With a magnifying glass, the name “Bell” emerged on a street sign. Familiar with Mama’s Mexican Restaurant at the corner of Second and Bell, Paul was thrilled to recognize the triple set of bay windows belonging to the Wayne Apartments, built in 1890.

The original clapboard had been covered with asbestos “war brick” siding, but the pictorial puzzle was solved. Denny Hill’s “back side,” 220 feet above sea level, was revealed in this rare, south-facing view of what today is called Belltown, captured just before an early regrade of 1903.

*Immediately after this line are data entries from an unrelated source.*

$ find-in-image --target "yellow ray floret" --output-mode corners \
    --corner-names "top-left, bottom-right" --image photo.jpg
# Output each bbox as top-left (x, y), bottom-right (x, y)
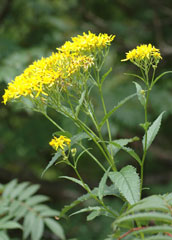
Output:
top-left (121, 44), bottom-right (162, 63)
top-left (49, 136), bottom-right (71, 151)
top-left (59, 31), bottom-right (115, 53)
top-left (3, 52), bottom-right (94, 104)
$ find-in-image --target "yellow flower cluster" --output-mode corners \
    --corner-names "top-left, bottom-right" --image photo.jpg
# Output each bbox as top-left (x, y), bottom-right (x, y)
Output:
top-left (121, 44), bottom-right (162, 66)
top-left (3, 52), bottom-right (93, 104)
top-left (59, 31), bottom-right (115, 53)
top-left (3, 32), bottom-right (115, 104)
top-left (49, 136), bottom-right (71, 151)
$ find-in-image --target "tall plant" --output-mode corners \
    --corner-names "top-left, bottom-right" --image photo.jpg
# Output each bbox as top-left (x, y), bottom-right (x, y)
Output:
top-left (3, 32), bottom-right (172, 240)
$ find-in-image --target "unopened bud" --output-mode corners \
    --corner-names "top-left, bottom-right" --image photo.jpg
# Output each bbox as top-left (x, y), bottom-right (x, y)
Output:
top-left (71, 148), bottom-right (77, 157)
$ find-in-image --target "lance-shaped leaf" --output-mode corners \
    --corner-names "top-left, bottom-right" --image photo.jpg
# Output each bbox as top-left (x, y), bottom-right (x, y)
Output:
top-left (142, 112), bottom-right (164, 150)
top-left (41, 132), bottom-right (89, 177)
top-left (134, 82), bottom-right (146, 106)
top-left (109, 165), bottom-right (140, 205)
top-left (99, 93), bottom-right (136, 128)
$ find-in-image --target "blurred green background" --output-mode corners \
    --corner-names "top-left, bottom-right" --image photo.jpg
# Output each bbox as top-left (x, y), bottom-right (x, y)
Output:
top-left (0, 0), bottom-right (172, 240)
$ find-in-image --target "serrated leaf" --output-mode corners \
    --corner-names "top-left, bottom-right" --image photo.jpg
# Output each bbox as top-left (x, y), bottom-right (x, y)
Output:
top-left (107, 137), bottom-right (139, 156)
top-left (142, 112), bottom-right (164, 150)
top-left (99, 93), bottom-right (136, 128)
top-left (19, 184), bottom-right (40, 201)
top-left (26, 195), bottom-right (49, 206)
top-left (134, 82), bottom-right (146, 106)
top-left (14, 205), bottom-right (28, 221)
top-left (0, 231), bottom-right (10, 240)
top-left (41, 132), bottom-right (89, 177)
top-left (23, 212), bottom-right (35, 239)
top-left (10, 182), bottom-right (29, 198)
top-left (125, 195), bottom-right (169, 215)
top-left (130, 225), bottom-right (172, 236)
top-left (0, 221), bottom-right (22, 229)
top-left (100, 68), bottom-right (112, 85)
top-left (31, 216), bottom-right (44, 240)
top-left (109, 165), bottom-right (140, 205)
top-left (59, 176), bottom-right (89, 189)
top-left (116, 212), bottom-right (172, 225)
top-left (40, 208), bottom-right (60, 217)
top-left (70, 206), bottom-right (104, 217)
top-left (87, 210), bottom-right (100, 221)
top-left (122, 147), bottom-right (142, 166)
top-left (2, 179), bottom-right (17, 197)
top-left (44, 218), bottom-right (66, 240)
top-left (60, 184), bottom-right (120, 217)
top-left (98, 169), bottom-right (110, 200)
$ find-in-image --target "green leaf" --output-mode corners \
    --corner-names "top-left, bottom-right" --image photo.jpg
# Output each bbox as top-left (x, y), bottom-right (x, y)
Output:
top-left (107, 137), bottom-right (139, 156)
top-left (40, 208), bottom-right (60, 217)
top-left (98, 168), bottom-right (110, 200)
top-left (100, 68), bottom-right (112, 85)
top-left (134, 82), bottom-right (146, 106)
top-left (124, 73), bottom-right (145, 82)
top-left (60, 184), bottom-right (120, 217)
top-left (142, 112), bottom-right (164, 151)
top-left (99, 93), bottom-right (137, 128)
top-left (125, 195), bottom-right (169, 215)
top-left (59, 176), bottom-right (89, 189)
top-left (71, 132), bottom-right (89, 146)
top-left (0, 221), bottom-right (22, 229)
top-left (31, 216), bottom-right (44, 240)
top-left (44, 218), bottom-right (66, 240)
top-left (53, 131), bottom-right (72, 138)
top-left (115, 212), bottom-right (172, 225)
top-left (2, 179), bottom-right (17, 197)
top-left (23, 212), bottom-right (35, 239)
top-left (75, 90), bottom-right (86, 116)
top-left (130, 225), bottom-right (172, 236)
top-left (26, 195), bottom-right (49, 206)
top-left (87, 210), bottom-right (100, 221)
top-left (122, 147), bottom-right (142, 166)
top-left (19, 184), bottom-right (40, 201)
top-left (135, 234), bottom-right (171, 240)
top-left (0, 231), bottom-right (10, 240)
top-left (109, 165), bottom-right (140, 205)
top-left (10, 182), bottom-right (29, 199)
top-left (70, 206), bottom-right (105, 217)
top-left (41, 132), bottom-right (89, 177)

Among few remaining pre-regrade structures, the bay-windowed Wayne has shone prominently and repeatedly over four decades — in “Now & Then” in 1984 and in lectures and books, including our 2018 tome “Seattle Now & Then: The Historic Hundred.” The edifice has born witness to change, loss and the thrill of discovery.

But not for long.

In early April, we received word from artist Buster Simpson and Steve Hall, a preservation advocate with Friends of Historic Belltown, that the Wayne and adjacent structures along Second Avenue soon will be destroyed. Though they achieved landmark status in 2015, exemptions to the ruling are allowing a prospective 9-floor retail-residential building to fill the space. Its height will more than match the original summit of Denny Hill.

In the rueful words of historian David B. Williams, modern developers seem to be “merely rebuilding the hill one banal building at a time.”

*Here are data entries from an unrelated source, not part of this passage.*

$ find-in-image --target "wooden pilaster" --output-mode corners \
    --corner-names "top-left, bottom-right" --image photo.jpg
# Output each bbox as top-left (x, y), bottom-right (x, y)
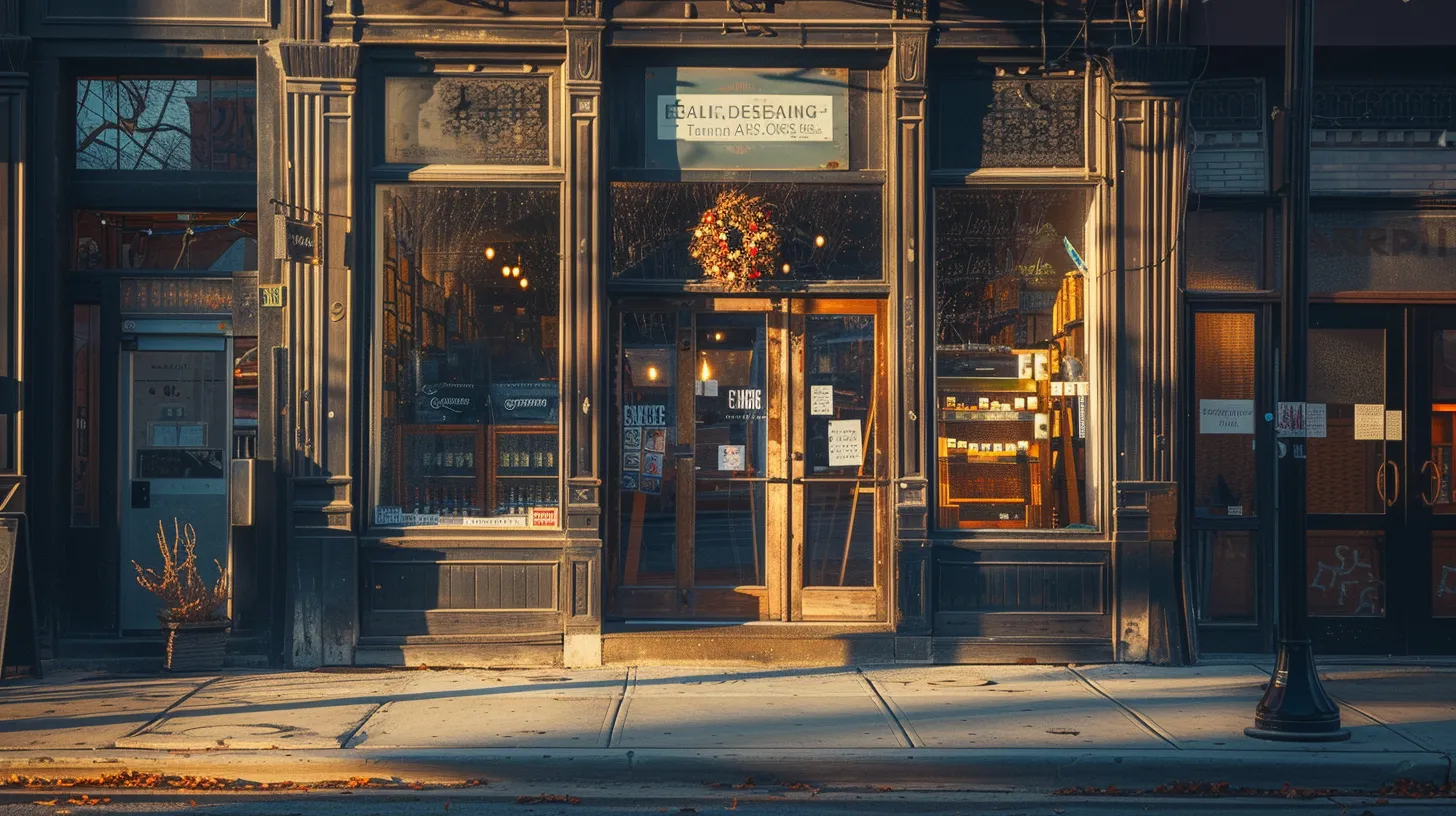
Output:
top-left (1112, 45), bottom-right (1194, 663)
top-left (561, 15), bottom-right (609, 666)
top-left (890, 20), bottom-right (935, 660)
top-left (277, 42), bottom-right (358, 667)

THEN2: This rare 1895 view looks northwest from the top of Denny Hill, on the bluff above Second Avenue. At right, the home at 216 Lenora Street belonged to Seattle ex-mayor Robert Moran, who also snapped the photo. (Courtesy Hal Will)

NOW2: Increasingly decrepit, the Wayne’s 132-year-old sagging roofline soon will be replaced by a 9-floor building, with retail on the bottom and apartments above. (Jean Sherrard)A few photos of the soon-to-vanish icon follow. Accompanied by Buster Simpson, I explored the back of the old Wayne apartments and crawled up a couple rotting staircases. A special prize for those who find the pigeon eggs.


3 thoughts on “Seattle Now & Then: Denny Hill, 1903”

    1. Sadly, developers and investors have an arsenal of tactics which they can employ to overturn landmark status. One that has proven particularly effective is to allow a landmarked structure to fall into disrepair. Simply, after a number of years of rot and decay, a structure can be deemed not worthy of repair and torn down.

  1. Although two of my favorite Belltown hangouts – Shorty’s and Rocco’s – have now relocated a block further north, I will greatly miss the eclectic mix of Belltown bars, restaurants, and clubs that occupied this side of Second Ave between Bell and Blanchard. Yet another piece of Seattle’s urban character to be replaced by all too common generic retail/residential redevelopment. So sad.